Для ускоренной выдачи новой карты нужен был поручитель, который указывал на точную сумму, которая хранилась до подтверждения. Таким поручителем оказался Ильнур. После получения карты поэты позволили себе быстро перекусить в забегаловке около центра обслуживания. Егоров рассказал вкратце историю с яхтой и коллектором, покусившемся на него после выступления.

— Да, история — хоть поэму пиши! — рассказ явно произвёл на Ильнура впечатление. — Только вот не похоже это на коллекторов. Не их почерк. Один мой приятель тоже попал впросак с долгами за жилище. Продал четырёхкомнатную в Новоуральске и купил семиэтажный особняк в Дзержинске, во Втором Вулканическом районе. С небольшой доплатой. А там же как раз неподалёку штаб-квартира коллекторов. Так они только через пару месяцев послали разбираться с ним маленькую девочку, только выпустившуюся из академии. Бегала за ним. Они потом чуть не поженились!

— Хочешь сказать…

— Сколько там ты своей супруге должен?

Егоров прикинул:

— Два года назад было триста пятнадцать тысяч. Сейчас уже около шестисот.

— Не станут они ради такой суммы снаряжать целый гончий корабль и охотиться за тобой. Тем более с антигравитационными подошвами в обуви. Тут что-то более ценное.

— Ясно. Я теперь в долгу перед тобой. Чёрт, я уже перед многими в долгу.

— Не переживай. Я давно собирался наведаться в этот микрорайон. Когда-нибудь выплатишь все эти свои долги, купишь где-нибудь у экватора такой же семиэтажный особняк и пригласишь меня на светский поэтический вечер.

И пропел, процитировал:


Поехали, поехали в Тюме-ень!

Здесь стройных пальм гуляет те-ень![2]


Снова путь до космопорта, снова мелькающие микрорайоны за окном. Настроение у Леонида слегка улучшилось. Забрезжил свет в конце тоннеля.

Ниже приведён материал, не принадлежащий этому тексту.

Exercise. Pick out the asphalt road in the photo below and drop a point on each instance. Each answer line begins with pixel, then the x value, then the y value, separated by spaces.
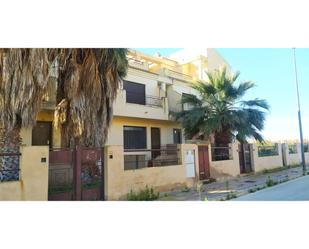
pixel 294 190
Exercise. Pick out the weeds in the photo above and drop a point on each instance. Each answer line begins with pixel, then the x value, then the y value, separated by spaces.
pixel 147 194
pixel 270 182
pixel 185 189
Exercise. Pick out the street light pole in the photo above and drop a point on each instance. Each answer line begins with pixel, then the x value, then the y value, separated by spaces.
pixel 299 118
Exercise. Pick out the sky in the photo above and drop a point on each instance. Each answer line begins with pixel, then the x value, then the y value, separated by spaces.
pixel 272 70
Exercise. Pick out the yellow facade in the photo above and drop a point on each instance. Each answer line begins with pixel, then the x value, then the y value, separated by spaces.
pixel 120 182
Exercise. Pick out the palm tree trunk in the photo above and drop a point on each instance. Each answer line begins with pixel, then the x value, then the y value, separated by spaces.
pixel 9 165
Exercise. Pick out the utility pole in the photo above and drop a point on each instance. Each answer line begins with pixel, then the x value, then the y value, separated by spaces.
pixel 299 118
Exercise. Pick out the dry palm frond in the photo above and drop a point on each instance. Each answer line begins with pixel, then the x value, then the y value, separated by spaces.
pixel 24 75
pixel 87 86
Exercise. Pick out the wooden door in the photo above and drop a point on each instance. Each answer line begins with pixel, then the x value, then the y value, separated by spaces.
pixel 177 136
pixel 203 162
pixel 42 133
pixel 245 162
pixel 155 142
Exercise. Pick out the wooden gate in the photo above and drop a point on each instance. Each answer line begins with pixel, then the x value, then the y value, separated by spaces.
pixel 203 157
pixel 245 160
pixel 76 174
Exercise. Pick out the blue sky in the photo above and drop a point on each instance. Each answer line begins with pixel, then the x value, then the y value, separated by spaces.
pixel 273 72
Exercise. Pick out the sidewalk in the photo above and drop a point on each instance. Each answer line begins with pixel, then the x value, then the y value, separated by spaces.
pixel 235 186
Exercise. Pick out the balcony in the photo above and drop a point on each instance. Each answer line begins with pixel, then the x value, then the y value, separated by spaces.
pixel 138 64
pixel 175 74
pixel 152 107
pixel 167 155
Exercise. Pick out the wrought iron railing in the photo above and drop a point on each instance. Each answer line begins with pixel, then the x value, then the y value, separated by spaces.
pixel 292 148
pixel 271 150
pixel 154 101
pixel 9 166
pixel 221 153
pixel 165 156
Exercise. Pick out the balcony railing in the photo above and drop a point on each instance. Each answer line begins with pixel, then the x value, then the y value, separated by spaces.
pixel 154 101
pixel 176 75
pixel 165 156
pixel 141 99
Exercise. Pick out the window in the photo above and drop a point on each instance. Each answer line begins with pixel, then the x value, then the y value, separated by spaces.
pixel 135 92
pixel 134 137
pixel 177 136
pixel 187 106
pixel 134 162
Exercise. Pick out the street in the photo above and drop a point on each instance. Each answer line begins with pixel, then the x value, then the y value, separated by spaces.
pixel 294 190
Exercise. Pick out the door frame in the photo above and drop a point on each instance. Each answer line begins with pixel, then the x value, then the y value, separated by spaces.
pixel 242 150
pixel 205 164
pixel 51 132
pixel 155 153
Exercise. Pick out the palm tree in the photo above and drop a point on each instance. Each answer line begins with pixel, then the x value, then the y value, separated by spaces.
pixel 87 86
pixel 23 79
pixel 219 110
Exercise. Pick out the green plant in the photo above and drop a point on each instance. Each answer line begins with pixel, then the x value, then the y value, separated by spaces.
pixel 227 184
pixel 185 189
pixel 270 182
pixel 147 194
pixel 230 196
pixel 220 110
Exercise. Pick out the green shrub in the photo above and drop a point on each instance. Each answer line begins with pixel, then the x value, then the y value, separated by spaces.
pixel 147 194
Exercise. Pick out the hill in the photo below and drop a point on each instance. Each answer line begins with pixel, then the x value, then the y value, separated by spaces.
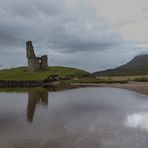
pixel 137 66
pixel 21 73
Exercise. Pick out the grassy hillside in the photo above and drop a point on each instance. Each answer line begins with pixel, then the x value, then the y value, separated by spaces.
pixel 21 73
pixel 137 66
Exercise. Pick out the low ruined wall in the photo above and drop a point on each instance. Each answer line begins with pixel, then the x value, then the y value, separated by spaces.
pixel 14 83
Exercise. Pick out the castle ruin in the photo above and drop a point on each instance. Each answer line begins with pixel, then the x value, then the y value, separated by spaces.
pixel 35 63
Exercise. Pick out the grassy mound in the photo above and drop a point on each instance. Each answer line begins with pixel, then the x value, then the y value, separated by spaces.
pixel 21 73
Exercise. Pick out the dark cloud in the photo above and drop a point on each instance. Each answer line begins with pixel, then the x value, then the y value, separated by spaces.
pixel 57 29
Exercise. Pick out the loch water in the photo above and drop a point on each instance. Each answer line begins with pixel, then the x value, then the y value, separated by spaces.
pixel 77 118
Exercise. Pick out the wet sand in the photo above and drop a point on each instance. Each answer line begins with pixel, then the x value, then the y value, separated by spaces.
pixel 140 87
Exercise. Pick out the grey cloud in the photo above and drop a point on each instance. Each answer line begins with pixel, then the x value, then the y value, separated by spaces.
pixel 46 22
pixel 59 31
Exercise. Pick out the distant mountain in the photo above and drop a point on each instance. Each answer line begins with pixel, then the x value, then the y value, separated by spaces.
pixel 137 66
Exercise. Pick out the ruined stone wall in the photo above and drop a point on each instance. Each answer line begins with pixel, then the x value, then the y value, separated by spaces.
pixel 35 63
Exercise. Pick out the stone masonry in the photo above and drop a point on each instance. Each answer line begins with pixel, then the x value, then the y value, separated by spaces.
pixel 35 63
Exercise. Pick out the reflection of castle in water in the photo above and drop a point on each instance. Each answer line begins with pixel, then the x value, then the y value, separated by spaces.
pixel 34 98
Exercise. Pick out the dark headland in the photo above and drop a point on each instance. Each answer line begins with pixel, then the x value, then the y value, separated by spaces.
pixel 132 75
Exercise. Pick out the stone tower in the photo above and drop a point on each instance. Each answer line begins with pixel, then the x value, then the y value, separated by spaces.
pixel 35 63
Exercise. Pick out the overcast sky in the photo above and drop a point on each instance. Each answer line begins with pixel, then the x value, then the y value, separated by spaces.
pixel 89 34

За пару остановок до порта Егоров посмотрел расписание. Прямых рейсов, как до станции Югра-5, в Югру-1 не оказалось, и Егоров понял, почему. Место назначения являлось купольником на естественном спутнике Тюмени — тусклом диске, светившем с небосвода. Судя по угловому размеру, луна находилась достаточно далеко от планеты, и потому челноки летели до низкоорбитальных станций. А затем — рейсы через подпространство за немалые две-три тысячи кредитов.

Егоров посмотрел график пролёта орбиталок. Уже знакомая Югра-5, «пятёрка», оказалась ближайшей, на которую оставались билеты. Отчасти это обрадовало Леонида, отчасти расстроило.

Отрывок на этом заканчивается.